La Direction de la recherche, des études, de l’évaluation et des statistiques (Drees) a publié en janvier 2022 une étude sur l’activité des structures de distribution d’aide alimentaire au printemps 2021, comparée à celle d’avant la crise sanitaire. Elle analyse la façon dont ces centres ont perçu l’impact de la crise sur leur fréquentation et le profil des bénéficiaires.

La plupart des centres de distribution d’aide alimentaire ont signalé une hausse au printemps 2021 :

  • de leur fréquentation ;
  • du volume des denrées distribuées (+10,6% contre +2,9% entre 2018 et 2019) ;
  • de la part des nouvelles inscriptions parmi l’ensemble des personnes aidées (+7,3% contre +4,4%).

Cette progression a concerné principalement les grands centres, qui accueillent 150 personnes ou plus chaque semaine.

Des disparités territoriales

Certaines régions ont été plus affectées que d'autres par cette hausse du nombre de bénéficiaires dans les centres de distribution. C'est le cas de la Provence-Alpes-Côte d’Azur (+37%), de l'Île-de-France (+35%) et de l'Outre-mer (+31%). Ces structures ont vu également progresser la proportion de nouveaux publics par rapport à l'avant-crise sanitaire. Les centres implantés dans des unités urbaines très peuplées (500 000 habitants ou plus) sont les plus touchés.

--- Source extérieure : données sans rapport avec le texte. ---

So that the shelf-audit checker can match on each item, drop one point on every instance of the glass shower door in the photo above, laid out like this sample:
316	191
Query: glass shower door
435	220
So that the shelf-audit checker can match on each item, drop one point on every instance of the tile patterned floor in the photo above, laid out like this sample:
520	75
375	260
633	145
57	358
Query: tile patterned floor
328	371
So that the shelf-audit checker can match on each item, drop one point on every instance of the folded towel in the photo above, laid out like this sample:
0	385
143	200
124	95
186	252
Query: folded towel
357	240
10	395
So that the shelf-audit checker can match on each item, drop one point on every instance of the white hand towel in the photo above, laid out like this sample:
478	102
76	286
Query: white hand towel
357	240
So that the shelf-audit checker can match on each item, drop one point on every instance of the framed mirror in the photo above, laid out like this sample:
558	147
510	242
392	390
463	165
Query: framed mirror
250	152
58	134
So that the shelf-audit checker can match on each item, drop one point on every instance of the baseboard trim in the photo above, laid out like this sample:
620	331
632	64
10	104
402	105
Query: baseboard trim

Les données des réseaux associatifs confirment la perception des centres de distribution. L’Île-de-France et la région Paca ont enregistré la plus forte hausse du nombre d’inscrits à la campagne d’hiver 2021 des Restos du cœur (respectivement +9% et +1% par rapport à 2020) et des repas distribués (+5% et +1%). Ces évolutions sont supérieures à la tendance nationale, marquée par une légère baisse de ces deux indicateurs. De même, les dépenses du Secours catholique en matière d’aide alimentaire ont augmenté de 42% au premier trimestre 2021 par rapport au premier trimestre 2020 pour la France entière, mais de 98% en Paca et de 78% en Île-de-France.

Toutefois, les Pays de la Loire, la Normandie, l'Auvergne-Rhône-Alpes et le Grand Est ont été, quant à eux, relativement épargnés par la crise : le nombre de bénéficiaires y est resté globalement stable ou a diminué.

Une évolution des profils des bénéficiaires

L’évolution des publics accueillis reflète la composition sociale des territoires. Par exemple, les centres situés dans des communes où résident une part importante de 18-24 ans (comme les villes universitaires) ont vu croître la part des jeunes et des étudiants parmi leurs publics.

Les centres de distribution implantés au sein de grandes unités urbaines exposées à la pauvreté et au chômage ont connu une plus forte croissance d’activité et ont reçu davantage de femmes, d’étudiants et de non-francophones qu’avant la crise.

Dans les trois régions où se situent les centres les plus touchés par la crise sanitaire, des catégories de population ont intensifié leur recours à l’aide alimentaire :

  • en Île-de-France, les personnes seules, les travailleurs précaires et les étudiants ;
  • en Paca, les non-francophones, les travailleurs précaires, les femmes et les familles monoparentales ;
  • en Outre-mer, les familles monoparentales, les femmes et les chômeurs.